What’s in a Name Change?
- Dec 08 2016
When a final judgment of dissolution of marriage is entered, the Court, as a matter of good practice, almost always includes a provision stating that the wife may resume use of her maiden name. Whether or not she takes steps to legally change her name (i.e. through the Social Security Administration) is up to her. The judgment of dissolution of marriage is the instrument she will be required to present if and when she decides to do so.
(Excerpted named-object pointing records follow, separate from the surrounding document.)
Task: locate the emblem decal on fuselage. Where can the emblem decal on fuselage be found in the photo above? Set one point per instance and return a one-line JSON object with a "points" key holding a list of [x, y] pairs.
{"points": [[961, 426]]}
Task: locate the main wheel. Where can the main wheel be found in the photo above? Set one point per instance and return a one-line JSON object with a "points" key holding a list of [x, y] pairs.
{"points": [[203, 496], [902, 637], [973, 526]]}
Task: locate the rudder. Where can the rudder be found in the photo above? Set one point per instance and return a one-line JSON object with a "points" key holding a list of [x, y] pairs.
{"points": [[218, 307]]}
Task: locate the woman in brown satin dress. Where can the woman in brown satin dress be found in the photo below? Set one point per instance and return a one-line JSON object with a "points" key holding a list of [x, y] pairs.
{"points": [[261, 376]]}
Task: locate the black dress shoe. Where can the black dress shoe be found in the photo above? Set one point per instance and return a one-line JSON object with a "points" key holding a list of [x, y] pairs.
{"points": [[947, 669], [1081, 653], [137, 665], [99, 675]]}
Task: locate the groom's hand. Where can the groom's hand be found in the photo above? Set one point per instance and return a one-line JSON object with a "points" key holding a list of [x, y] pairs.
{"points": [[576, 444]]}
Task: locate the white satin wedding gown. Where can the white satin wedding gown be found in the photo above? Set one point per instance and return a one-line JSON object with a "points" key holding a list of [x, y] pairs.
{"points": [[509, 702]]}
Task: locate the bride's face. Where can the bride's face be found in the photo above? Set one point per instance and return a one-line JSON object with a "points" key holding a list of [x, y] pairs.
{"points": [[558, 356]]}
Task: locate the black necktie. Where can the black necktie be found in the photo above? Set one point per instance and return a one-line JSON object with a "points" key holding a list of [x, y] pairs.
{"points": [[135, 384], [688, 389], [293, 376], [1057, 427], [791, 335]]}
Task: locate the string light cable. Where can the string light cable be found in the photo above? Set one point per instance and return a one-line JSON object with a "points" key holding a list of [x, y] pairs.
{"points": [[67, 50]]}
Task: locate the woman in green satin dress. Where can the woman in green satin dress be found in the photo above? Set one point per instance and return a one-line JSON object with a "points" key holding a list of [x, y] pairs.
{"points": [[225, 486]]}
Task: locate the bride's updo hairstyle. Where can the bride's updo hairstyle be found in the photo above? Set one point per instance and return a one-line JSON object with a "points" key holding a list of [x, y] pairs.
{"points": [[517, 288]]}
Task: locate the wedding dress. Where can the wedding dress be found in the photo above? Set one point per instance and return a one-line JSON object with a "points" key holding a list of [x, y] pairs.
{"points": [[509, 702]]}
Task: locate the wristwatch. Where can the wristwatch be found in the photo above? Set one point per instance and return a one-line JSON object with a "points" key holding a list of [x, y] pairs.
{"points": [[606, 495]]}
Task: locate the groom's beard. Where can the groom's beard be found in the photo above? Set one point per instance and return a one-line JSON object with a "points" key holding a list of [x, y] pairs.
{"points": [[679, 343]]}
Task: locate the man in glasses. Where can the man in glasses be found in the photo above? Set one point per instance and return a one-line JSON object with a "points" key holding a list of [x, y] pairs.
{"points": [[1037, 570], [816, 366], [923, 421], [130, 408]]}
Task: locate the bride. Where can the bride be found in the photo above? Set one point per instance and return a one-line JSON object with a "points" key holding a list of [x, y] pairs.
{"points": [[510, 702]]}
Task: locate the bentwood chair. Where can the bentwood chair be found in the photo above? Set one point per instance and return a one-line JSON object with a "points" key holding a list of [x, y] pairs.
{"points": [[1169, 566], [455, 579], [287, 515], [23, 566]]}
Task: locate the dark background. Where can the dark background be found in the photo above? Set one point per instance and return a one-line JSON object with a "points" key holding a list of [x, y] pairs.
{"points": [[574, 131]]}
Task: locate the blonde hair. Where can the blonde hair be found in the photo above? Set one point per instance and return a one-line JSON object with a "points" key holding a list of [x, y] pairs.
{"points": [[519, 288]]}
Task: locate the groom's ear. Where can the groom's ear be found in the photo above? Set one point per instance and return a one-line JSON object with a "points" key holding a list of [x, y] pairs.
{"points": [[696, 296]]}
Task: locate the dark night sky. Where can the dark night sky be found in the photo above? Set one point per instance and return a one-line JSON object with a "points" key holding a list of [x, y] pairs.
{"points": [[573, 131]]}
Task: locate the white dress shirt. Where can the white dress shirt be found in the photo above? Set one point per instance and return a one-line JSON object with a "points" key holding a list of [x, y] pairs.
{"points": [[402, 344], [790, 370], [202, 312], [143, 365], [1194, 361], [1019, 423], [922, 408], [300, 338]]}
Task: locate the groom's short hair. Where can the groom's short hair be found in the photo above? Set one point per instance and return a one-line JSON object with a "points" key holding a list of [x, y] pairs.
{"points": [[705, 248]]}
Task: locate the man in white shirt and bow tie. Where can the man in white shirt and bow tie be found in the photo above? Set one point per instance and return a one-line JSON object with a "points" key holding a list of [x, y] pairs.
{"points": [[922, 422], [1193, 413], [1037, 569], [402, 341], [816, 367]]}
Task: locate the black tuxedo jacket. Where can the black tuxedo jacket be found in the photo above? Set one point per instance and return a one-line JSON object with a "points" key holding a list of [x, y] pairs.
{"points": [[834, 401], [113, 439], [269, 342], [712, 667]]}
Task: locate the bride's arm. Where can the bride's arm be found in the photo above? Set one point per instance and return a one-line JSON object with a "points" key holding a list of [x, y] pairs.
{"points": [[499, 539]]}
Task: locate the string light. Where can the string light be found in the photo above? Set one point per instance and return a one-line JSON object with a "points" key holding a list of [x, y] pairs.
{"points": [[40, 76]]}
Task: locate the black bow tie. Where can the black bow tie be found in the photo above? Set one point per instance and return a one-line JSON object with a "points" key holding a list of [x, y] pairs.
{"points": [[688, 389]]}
In a recent matter in DuPage County, the wife sought not only to change her last name, but also the last name of the children. See IRMO Piegari, 2016 IL App (2nd) 160549. Specifically, during the divorce action, the mother petitioned the court to change the children’s surnames to a hyphenated name, to reflect her maiden name and the husband’s. She argued that the hyphenated name would “avoid future confusion when [she] enrolls the children in [school] and extracurricular activities.” She also stated that the hyphenated last name would allow the children to “enjoy their cultural heritage” on both sides of the family. She further asserted that since the children were young (ages 2 and 4), the change at this point in their lives would not promote confusion. Before the trial court held a hearing on the matter, the mother unilaterally started using the hyphenated name in the children’s records.
Names changes are governed by Section 21-101 in the Illinois Code of Civil Procedure. The Court is required to consider “all relevant factors” including, but not limited to, the parent’s wishes, the child’s wishes, the child’s “interaction and interrelationship with his or her family, and the child’s adjustment to his or her home, school, and community. The parent seeking the change has the burden of proof and must prove by “clear and convincing evidence” that the change is necessary to serve the best interest of the child. A strong desire to implement the change, absent a showing that is necessary, is not sufficient.
The trial court in the instant case found that the mother had not met her burden of proof. She was enjoined from using the hyphenated surname for the children. The mother appealed the decision to the Appellate Court and the Appellate Court found that the lower court’s decision was proper. The Appellate Court indicated that “the consistent use of a single name is important to a child’s emotional development and that, as with any other best-interests determination, will not be lightly undone.”